2012年、日本代表はW杯予選で素晴らしい戦いを見せた。一方で、メンバーを固定して戦っているためか、停滞感が漂い始めているのも確か。現状のままで、W杯本番は本当に大丈夫なのか。今回は、福田正博氏と名波浩氏に「新戦力の発掘」の必要性について検証してもらった。

――どこか停滞感が感じられるザックジャパン、チームを活性化するうえでも、新たな戦力の発掘を考えなくてもいいのでしょうか。

名波 2列目のアウトサイドとして、清武(弘嗣)の成長は感じられる。スタメンで出場しても(レギュラーと)遜色なくできる、という目処も立った。でも、それ以外の選手となると、まだまだレギュラー陣を脅かすほどの存在感はない。というか、例えば、宇佐美(貴史)にしろ、宮市(亮)にしろ、代表に招集したら、もう少しチャンスを与えてもいいような気がする。練習や紅白戦だけだと、その選手の生々しいプレイや、周りとの関係性はわからないからね。
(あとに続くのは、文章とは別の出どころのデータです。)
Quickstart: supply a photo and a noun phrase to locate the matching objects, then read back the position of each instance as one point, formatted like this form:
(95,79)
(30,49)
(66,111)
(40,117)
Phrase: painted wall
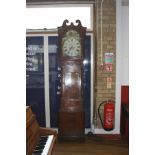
(125,45)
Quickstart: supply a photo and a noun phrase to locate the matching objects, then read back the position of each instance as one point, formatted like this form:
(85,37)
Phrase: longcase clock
(71,124)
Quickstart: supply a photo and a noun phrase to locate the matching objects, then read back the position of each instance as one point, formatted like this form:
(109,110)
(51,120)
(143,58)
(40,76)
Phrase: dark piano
(39,140)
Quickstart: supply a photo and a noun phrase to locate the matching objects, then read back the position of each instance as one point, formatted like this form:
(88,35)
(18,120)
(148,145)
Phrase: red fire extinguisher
(108,115)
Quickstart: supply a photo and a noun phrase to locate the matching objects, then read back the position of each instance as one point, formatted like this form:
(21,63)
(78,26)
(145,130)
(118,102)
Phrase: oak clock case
(71,124)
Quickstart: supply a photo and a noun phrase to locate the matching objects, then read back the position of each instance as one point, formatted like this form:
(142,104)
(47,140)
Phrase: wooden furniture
(71,113)
(34,133)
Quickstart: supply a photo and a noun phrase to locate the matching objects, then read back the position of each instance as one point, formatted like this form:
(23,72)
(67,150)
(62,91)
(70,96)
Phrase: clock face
(71,47)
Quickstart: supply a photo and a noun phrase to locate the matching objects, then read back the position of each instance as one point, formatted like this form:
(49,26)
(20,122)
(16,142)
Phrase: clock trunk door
(71,86)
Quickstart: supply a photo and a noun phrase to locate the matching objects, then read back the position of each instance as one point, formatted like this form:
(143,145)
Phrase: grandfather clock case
(71,123)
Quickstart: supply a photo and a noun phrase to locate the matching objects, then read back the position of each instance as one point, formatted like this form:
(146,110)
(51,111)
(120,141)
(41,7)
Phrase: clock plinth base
(71,126)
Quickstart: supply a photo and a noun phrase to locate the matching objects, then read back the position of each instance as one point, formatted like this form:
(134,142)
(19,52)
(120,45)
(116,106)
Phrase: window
(50,16)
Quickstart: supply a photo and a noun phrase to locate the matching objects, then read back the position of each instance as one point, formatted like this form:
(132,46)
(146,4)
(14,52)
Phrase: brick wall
(108,45)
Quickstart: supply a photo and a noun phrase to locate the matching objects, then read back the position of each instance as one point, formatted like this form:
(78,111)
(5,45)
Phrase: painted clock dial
(71,44)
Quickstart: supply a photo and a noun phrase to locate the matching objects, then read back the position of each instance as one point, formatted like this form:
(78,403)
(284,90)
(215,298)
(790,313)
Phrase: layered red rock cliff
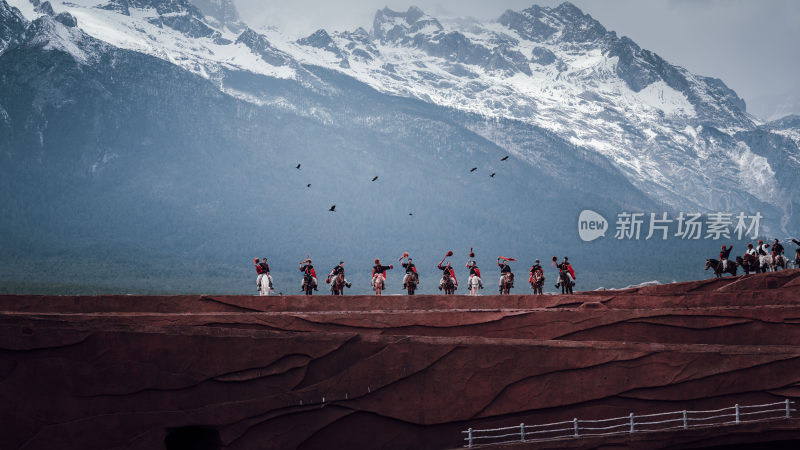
(241,372)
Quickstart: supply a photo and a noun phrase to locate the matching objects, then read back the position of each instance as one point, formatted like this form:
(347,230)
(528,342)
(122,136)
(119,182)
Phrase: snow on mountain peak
(555,68)
(392,25)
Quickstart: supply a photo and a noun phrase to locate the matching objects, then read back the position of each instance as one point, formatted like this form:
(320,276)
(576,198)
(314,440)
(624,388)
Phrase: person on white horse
(562,266)
(504,269)
(339,268)
(263,279)
(723,257)
(378,271)
(475,281)
(308,269)
(410,269)
(537,277)
(449,270)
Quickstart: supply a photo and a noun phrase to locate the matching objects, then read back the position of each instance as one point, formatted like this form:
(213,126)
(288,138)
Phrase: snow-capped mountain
(556,68)
(182,110)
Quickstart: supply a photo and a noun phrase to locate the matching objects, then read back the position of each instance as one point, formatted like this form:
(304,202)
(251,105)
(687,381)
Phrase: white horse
(377,283)
(766,263)
(262,282)
(474,284)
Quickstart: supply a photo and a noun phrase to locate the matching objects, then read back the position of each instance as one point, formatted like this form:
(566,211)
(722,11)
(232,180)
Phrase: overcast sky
(752,45)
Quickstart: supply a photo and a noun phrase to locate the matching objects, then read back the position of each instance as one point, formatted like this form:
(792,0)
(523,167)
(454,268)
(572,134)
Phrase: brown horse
(377,284)
(411,283)
(337,284)
(507,284)
(717,266)
(448,285)
(537,282)
(308,284)
(779,261)
(749,263)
福田 2012年は、W杯最終予選で結果を出すことが何より重要だった。そのための準備に重きを置いて、メンバーを固定する傾向が強かったね。その点、2013年は親善試合も多くなるだろうし、新たな戦力にチャンスを与える機会も増えるんじゃないかな。

名波 2011年のアジアカップのときは、スタメンとかバックアップとか関係なく、ザッケローニ監督がいろいろな選手にあれこれと話しかける姿が見受けられた。それが最近は、ほとんどバックアップメンバーと話をしていない。その辺も、少し気になるところ。単純に呼んだ選手は使ってほしいし、逆に使わないのなら、その理由を説明してあげてもいいんじゃないかな。「監督の考えはこうだから」と、コーチからひと言伝えるだけでも違うと思うんだよね。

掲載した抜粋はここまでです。